Impuissants, les Racingmen n’ont pas grand-chose à se mettre sous la dent, à l’exception peut-être de cette offensive cafouillée juste avant de retourner aux vestiaires. Clermont était tout simplement trop fort, et la seconde mi-temps n’allait pas tarder à le démontrer. En dix minutes, l’ASM inscrit deux essais (40-0) et donne à cette victoire à venir des allures de correction.

Malgré un léger relâchement qui leur coûtera deux essais, les Auvergnats vont tranquillement gérer la fin de match. Le plus dur était de toute façon fait. Clermont signe une 67e victoire consécutive à Michelin après avoir récité sa partition à la perfection et revient à hauteur du RCT. Le Racing pointe à la 10e place. 

Toulouse dans la douleur

De son côté, le Stade toulousain, lui aussi privé des ses  internationaux, a réalisé l'essentiel en s'imposant 14 à 3 face à Oyonnax après avoir longtemps buté sur une défense vaillante des joueurs de l'Ain. Les Toulousains, qui n'avaient perdu qu'un point en six matches à domicile  (cinq victoires bonifiées) ont longtemps peiné pour venir à bout d'Oyonnax, qui a même cru en sa chance jusqu'à l'essai du Toulousain Yann David à  six minutes de la fin et n'a pas été récompensée de ses efforts.
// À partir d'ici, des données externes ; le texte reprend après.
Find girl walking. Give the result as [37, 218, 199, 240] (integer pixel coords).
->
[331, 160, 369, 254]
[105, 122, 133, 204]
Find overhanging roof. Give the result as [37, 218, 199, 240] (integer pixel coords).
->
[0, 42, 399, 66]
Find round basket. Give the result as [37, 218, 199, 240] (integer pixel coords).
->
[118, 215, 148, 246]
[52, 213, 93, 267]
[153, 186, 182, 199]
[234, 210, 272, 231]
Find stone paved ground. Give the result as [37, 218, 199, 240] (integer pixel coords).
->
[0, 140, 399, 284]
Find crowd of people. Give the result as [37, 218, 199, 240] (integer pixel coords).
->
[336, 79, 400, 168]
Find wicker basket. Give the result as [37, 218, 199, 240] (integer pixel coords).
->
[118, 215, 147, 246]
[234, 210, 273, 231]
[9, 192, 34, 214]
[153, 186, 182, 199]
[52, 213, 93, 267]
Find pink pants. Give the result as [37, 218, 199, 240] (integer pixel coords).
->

Bordeaux reprend sa marche en avant 

Bordeaux-Bègles, frustré lors de ses dernières sorties en Top 14, a retrouvé de l'allant pour obtenir une large victoire devant le Stade Français (45-23), avec six essais inscrits et un bonus offensif en poche. Sous pression, les hommes de Raphaël Ibanez peuvent souffler. Malgré  l'absence de leur perle offensive fidjienne Talebula retenu en sélection, ils  ont offert un spectacle royal à leurs 25.000 supporteurs qui n'ont tremblé que  vingt minutes, avant de fêter ce troisième succès bonifié de la saison. 

Biarritz respire (un peu)

Au fond du trou, Biarritz, lanterne rouge, a relevé la tête sur la pelouse de Brive et nourri ses rêves de maintien en s'imposant dans la douleur. Dans le haut du tableau, Montpellier a été dominé sur sa pelouse par Castres (16-20), champion de France en titre. De son côté, Bayonne a fait respecter sa loi à domicile en disposant difficilement de Grenoble (24-21).